En materia de género, el balance es mixto. En el acceso estudiantil el avance ha sido lento porque, como señala el decano, «el nivel escolar viene con ese rezago de género que hace que las matemáticas, la física, la ciencia en general sean un tema masculinizado, y a veces a pesar de que uno hace esfuerzos adicionales, no tiene los resultados esperados». En la planta académica, concursos de contratación exclusivos para mujeres han transformado departamentos que antes tenían participación femenina mínima, aunque el objetivo del 35% todavía no se alcanza y la facultad ronda el 29%. Donde el avance es más nítido es en el clima interno. «Nuestros estudiantes ahora ya asumen mucho más convencidos y conscientes de la realidad: las mujeres se empoderan, se sienten más liberadas respecto de posibles percepciones de menoscabo, y los hombres tienen una percepción de igualdad, de respeto y de reconocimiento de los talentos tales cuales son», describe Martínez.

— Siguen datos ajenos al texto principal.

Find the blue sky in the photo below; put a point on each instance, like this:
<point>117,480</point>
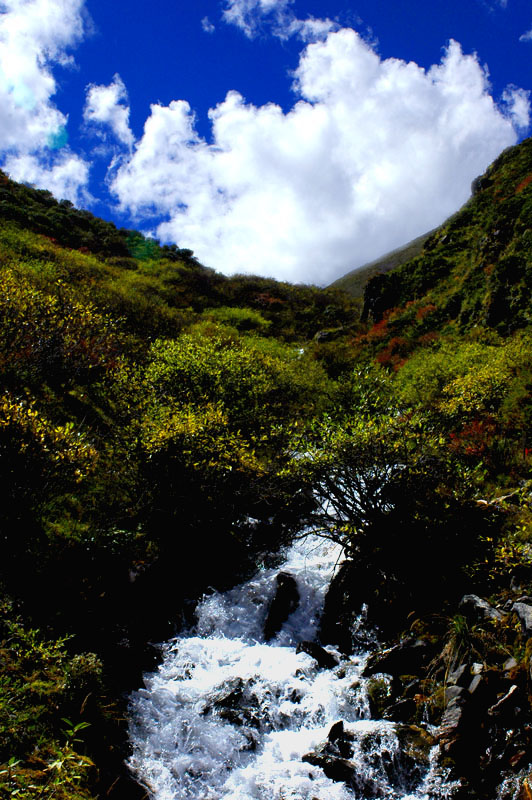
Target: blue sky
<point>291,138</point>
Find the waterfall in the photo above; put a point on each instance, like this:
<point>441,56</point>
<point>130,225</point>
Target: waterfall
<point>230,716</point>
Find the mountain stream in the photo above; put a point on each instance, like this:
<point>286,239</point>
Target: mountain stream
<point>230,716</point>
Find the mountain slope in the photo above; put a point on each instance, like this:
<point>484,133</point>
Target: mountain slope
<point>354,282</point>
<point>476,268</point>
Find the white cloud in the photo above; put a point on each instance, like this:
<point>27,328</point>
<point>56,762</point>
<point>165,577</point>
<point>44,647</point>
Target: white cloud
<point>35,35</point>
<point>65,176</point>
<point>207,25</point>
<point>518,103</point>
<point>108,105</point>
<point>251,16</point>
<point>373,153</point>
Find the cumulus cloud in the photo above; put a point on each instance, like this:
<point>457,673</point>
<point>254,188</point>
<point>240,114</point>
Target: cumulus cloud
<point>35,35</point>
<point>518,103</point>
<point>108,105</point>
<point>207,25</point>
<point>251,16</point>
<point>64,176</point>
<point>373,153</point>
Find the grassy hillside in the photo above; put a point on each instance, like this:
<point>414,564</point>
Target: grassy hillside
<point>146,404</point>
<point>164,428</point>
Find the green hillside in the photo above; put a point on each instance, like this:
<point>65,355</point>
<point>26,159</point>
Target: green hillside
<point>165,429</point>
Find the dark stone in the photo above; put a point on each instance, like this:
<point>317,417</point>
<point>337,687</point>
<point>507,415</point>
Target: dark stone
<point>475,683</point>
<point>405,658</point>
<point>324,659</point>
<point>337,769</point>
<point>341,739</point>
<point>507,705</point>
<point>452,692</point>
<point>284,603</point>
<point>343,602</point>
<point>460,676</point>
<point>524,613</point>
<point>416,743</point>
<point>229,703</point>
<point>475,609</point>
<point>455,727</point>
<point>403,710</point>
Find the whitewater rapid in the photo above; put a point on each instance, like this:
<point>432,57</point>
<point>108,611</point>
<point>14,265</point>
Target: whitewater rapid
<point>228,716</point>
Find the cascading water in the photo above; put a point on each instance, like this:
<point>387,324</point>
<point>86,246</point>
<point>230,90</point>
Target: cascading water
<point>229,716</point>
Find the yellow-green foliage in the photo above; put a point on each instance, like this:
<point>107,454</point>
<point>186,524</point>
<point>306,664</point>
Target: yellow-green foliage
<point>243,319</point>
<point>465,378</point>
<point>51,335</point>
<point>26,432</point>
<point>42,749</point>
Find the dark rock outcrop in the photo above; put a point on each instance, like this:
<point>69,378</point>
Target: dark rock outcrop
<point>284,603</point>
<point>406,658</point>
<point>475,609</point>
<point>524,613</point>
<point>324,659</point>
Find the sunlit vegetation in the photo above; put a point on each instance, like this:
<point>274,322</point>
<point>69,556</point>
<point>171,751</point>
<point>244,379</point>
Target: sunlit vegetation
<point>164,428</point>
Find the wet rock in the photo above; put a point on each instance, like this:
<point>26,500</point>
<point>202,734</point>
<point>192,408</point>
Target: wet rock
<point>524,614</point>
<point>475,609</point>
<point>324,659</point>
<point>459,676</point>
<point>452,692</point>
<point>455,724</point>
<point>416,743</point>
<point>335,768</point>
<point>506,704</point>
<point>341,739</point>
<point>402,711</point>
<point>334,755</point>
<point>229,702</point>
<point>379,696</point>
<point>284,603</point>
<point>509,664</point>
<point>475,684</point>
<point>343,601</point>
<point>406,658</point>
<point>525,792</point>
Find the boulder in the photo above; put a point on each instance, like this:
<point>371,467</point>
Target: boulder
<point>453,733</point>
<point>416,743</point>
<point>406,658</point>
<point>284,603</point>
<point>324,659</point>
<point>475,609</point>
<point>524,614</point>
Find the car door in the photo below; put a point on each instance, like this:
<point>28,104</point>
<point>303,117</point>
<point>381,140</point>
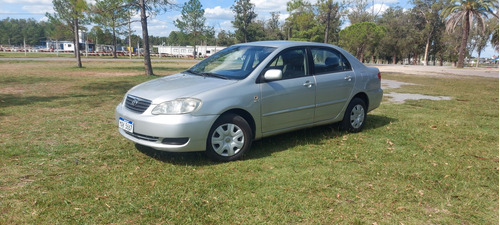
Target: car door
<point>335,81</point>
<point>288,102</point>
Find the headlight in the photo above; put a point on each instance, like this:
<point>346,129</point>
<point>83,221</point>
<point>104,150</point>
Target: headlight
<point>177,106</point>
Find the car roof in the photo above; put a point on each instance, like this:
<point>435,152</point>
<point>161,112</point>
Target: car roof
<point>285,44</point>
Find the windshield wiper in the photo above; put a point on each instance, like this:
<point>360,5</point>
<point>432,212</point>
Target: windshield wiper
<point>213,75</point>
<point>207,74</point>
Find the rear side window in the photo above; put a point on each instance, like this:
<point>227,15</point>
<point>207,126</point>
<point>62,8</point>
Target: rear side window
<point>292,63</point>
<point>329,61</point>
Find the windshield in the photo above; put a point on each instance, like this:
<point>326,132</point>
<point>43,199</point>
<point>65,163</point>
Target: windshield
<point>235,62</point>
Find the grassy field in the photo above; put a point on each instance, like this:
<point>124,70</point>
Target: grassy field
<point>63,160</point>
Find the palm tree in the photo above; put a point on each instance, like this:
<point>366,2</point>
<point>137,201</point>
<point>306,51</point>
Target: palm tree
<point>467,13</point>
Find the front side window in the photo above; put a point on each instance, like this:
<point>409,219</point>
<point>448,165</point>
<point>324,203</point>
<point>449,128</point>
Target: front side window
<point>235,62</point>
<point>329,61</point>
<point>291,62</point>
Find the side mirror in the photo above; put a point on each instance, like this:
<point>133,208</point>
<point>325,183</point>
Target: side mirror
<point>273,74</point>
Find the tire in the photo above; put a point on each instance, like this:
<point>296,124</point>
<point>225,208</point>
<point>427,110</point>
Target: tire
<point>229,138</point>
<point>355,116</point>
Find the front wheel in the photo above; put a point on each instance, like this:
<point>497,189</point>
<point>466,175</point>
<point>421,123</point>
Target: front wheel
<point>354,117</point>
<point>229,138</point>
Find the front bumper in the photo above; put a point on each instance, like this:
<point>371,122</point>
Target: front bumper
<point>173,133</point>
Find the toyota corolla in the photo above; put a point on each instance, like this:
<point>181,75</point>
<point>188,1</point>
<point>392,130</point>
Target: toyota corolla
<point>247,92</point>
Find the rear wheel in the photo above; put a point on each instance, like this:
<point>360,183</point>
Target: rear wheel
<point>355,115</point>
<point>229,138</point>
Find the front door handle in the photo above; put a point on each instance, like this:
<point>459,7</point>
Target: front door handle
<point>308,84</point>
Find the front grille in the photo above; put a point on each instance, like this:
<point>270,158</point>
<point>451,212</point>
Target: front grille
<point>143,137</point>
<point>137,104</point>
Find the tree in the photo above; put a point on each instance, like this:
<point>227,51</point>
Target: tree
<point>111,14</point>
<point>467,13</point>
<point>429,10</point>
<point>192,21</point>
<point>359,12</point>
<point>361,37</point>
<point>147,8</point>
<point>301,24</point>
<point>494,34</point>
<point>244,15</point>
<point>329,14</point>
<point>273,31</point>
<point>393,42</point>
<point>480,39</point>
<point>226,38</point>
<point>69,13</point>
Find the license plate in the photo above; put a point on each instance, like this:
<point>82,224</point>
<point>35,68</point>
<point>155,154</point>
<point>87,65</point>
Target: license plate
<point>126,125</point>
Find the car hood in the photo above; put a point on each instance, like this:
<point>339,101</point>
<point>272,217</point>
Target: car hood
<point>180,85</point>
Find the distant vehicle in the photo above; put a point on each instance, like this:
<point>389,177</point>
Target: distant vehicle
<point>250,91</point>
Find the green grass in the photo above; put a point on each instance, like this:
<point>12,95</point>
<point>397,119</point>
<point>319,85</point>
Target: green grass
<point>63,161</point>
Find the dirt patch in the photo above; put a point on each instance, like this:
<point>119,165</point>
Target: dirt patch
<point>400,98</point>
<point>439,70</point>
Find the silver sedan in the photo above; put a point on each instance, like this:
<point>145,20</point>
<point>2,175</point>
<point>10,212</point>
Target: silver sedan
<point>247,92</point>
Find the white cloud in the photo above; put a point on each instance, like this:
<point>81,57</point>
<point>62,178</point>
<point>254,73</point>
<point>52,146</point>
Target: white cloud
<point>35,2</point>
<point>219,13</point>
<point>378,9</point>
<point>38,8</point>
<point>266,6</point>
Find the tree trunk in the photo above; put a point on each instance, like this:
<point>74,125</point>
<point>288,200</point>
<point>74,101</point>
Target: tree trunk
<point>478,57</point>
<point>77,44</point>
<point>328,18</point>
<point>427,44</point>
<point>463,44</point>
<point>145,39</point>
<point>114,39</point>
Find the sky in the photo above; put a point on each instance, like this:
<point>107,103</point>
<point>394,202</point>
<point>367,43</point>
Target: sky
<point>218,13</point>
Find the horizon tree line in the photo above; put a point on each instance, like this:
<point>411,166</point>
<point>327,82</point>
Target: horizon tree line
<point>432,30</point>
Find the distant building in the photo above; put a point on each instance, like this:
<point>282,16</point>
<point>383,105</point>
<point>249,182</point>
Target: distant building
<point>187,51</point>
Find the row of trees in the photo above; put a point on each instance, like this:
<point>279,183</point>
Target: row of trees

La visión que el decano plantea para la ingeniería en este Día de la Ingeniería es exigente y sin rodeos. «Si no, vamos a quedar a la vera del camino, no vamos a tener ninguna capacidad de jugar un rol relevante. Nuestra misión es liderar y empujar a todo el país en un proceso de adaptación y cambio para poder ser capaces de responder a las necesidades internacionales. Lo que no queremos seguir siendo es un país extractivista que lo que hace es entregar los recursos y seguir siendo subdesarrollado», advierte. Esa convicción es también el hilo conductor de su candidatura a la rectoría de la Universidad de Chile, desde donde espera replicar a escala institucional lo que la FCFM ha ido construyendo.